言いたいことは口を開けばもう零れそうな位置にある。しかし、言ったところでどうなるというのだろう。あの青峰のことだ。何を馬鹿なことを言ってるんだと、どうせ鼻で笑って拒絶されるのがオチである。
それが、どうしようもなく怖かった。
「、ん…」
小さく漏れた青峰の声で、若松は無意識に彼の頬に触れていたことに気がつく。もぞもぞと動き始める青峰を見て、慌ててベッドから距離を取った。
「あ、俺、もう行きます。青峰のこと、ありがとうございました。っ、じゃあ。」
「えぇ。」
扉が静かに閉まったと同時に、ゆっくりと、青峰の瞼が開いた。
あぁ、あの手だ。
眠りの中で、探し求めていた温もりが青峰を包み込んだ。暖かくて、優しくて、心地よいソレに、一瞬で虜となる。
あれ。
じゃあ、さっきのは?
さっき俺の額に当てられたあの手の平からも、同じ熱が伝わってこなかっただろうか。
だとしたら、俺が探していたのは、
きっと―…
「青峰君?目が覚めたのね、気分はどうかしら?」
ぼんやりと天井を見上げる青峰の耳に保健医の声が優しく流れ込んだ。しかし、今はそれに意識を向けている場合ではなかった。
「若松、サン…?」
間違いない、あれは彼の手だった。

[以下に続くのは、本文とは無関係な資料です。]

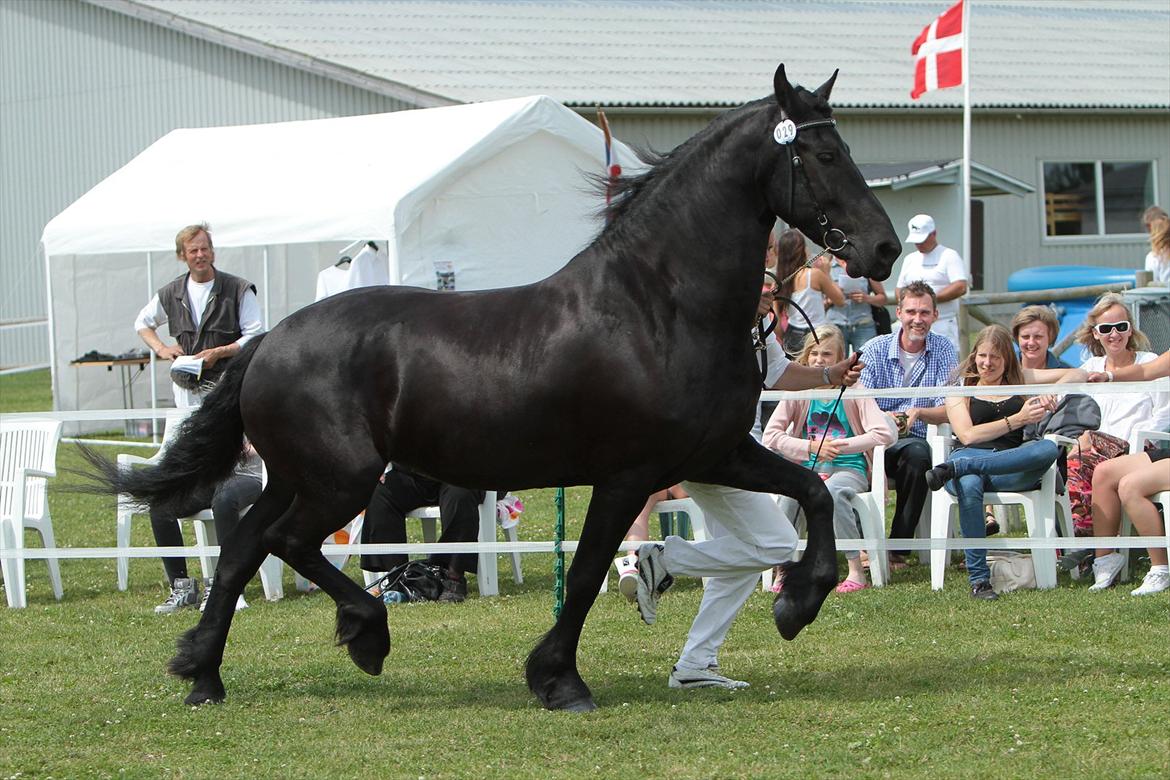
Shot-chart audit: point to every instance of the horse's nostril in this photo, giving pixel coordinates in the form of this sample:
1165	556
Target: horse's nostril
888	250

何故あの時違和感の正体に気が付かなかったのか。
「なぁセンセー。若松サン、来てたよな?俺が寝てる時。今だけじゃなくて、この前もあの人ココに居たんじゃねーの?」
保健医は困ったように笑うだけで、何も言おうとはしない。けど、それだけで充分だった。青峰は上履きを引っかけ扉へ向かうと、くるりと振り返った。
「ありがとーございました。…多分、今日からよく眠れる。」
ニッと笑みを見せて部屋を出て行く青峰に、保健医はくすくすと笑いを返す。若松は何やら深く考え込んでいるようだったが、彼が思っている以上に青峰は若松に対して心を開き、歩み寄っているように見えた。
「っ若松サン!」
規則を破り廊下を駆け抜けた先には、体育館へと向かって歩く若松の背中があった。
「、青峰!?」
寝ていたはずの後輩の登場に、若干うろたえながらも若松は青峰と向かい合った。
「若松サン。」
ずかずかと近づいてきた青峰は、そっと若松の手を取る。何かを確かめるようにぎゅうぎゅうとその手を握ると、安心したような吐息を零した。
「やっぱりアンタか。」
一瞬、は?というように不思議そうな表情を見せた若松だったが、その意味をすぐに理解したのか色白の肌がどんどん赤みを帯びていく様子が分かった。ウーだのアーだの、目の前の相手を直視できず単語にならない言葉を繰り返す若松に、青峰は無理矢理視線を合わせた。
「なぁ、」
「っ、…んだよ。」
「俺さ、多分アンタが思ってる以上に……アンタのこと信頼してっから。」
若松は驚くように青峰を見つめた。"信頼"。欲していたその言葉が、すとんと胸に落ち着いた。自分が気づかなかっただけで、彼はもう変わり始めている。何もせずただあの頃のままでいるのは、自分の方だったのかもしれない。
青峰が踏み出した一歩。なら、俺も一歩近づいてみようじゃないか。
「青峰。お前明日の昼休みは…その、暇か?」
「お、おう?ほぼ屋上にいっけど…」
「俺と、昼飯一緒に食わないか?」
きっとココが、不器用な僕等の出発点。
聞きたいこと、知って欲しいこと。
まずは何から話そうか。
((君色に染まる、そんな日常を期待して。))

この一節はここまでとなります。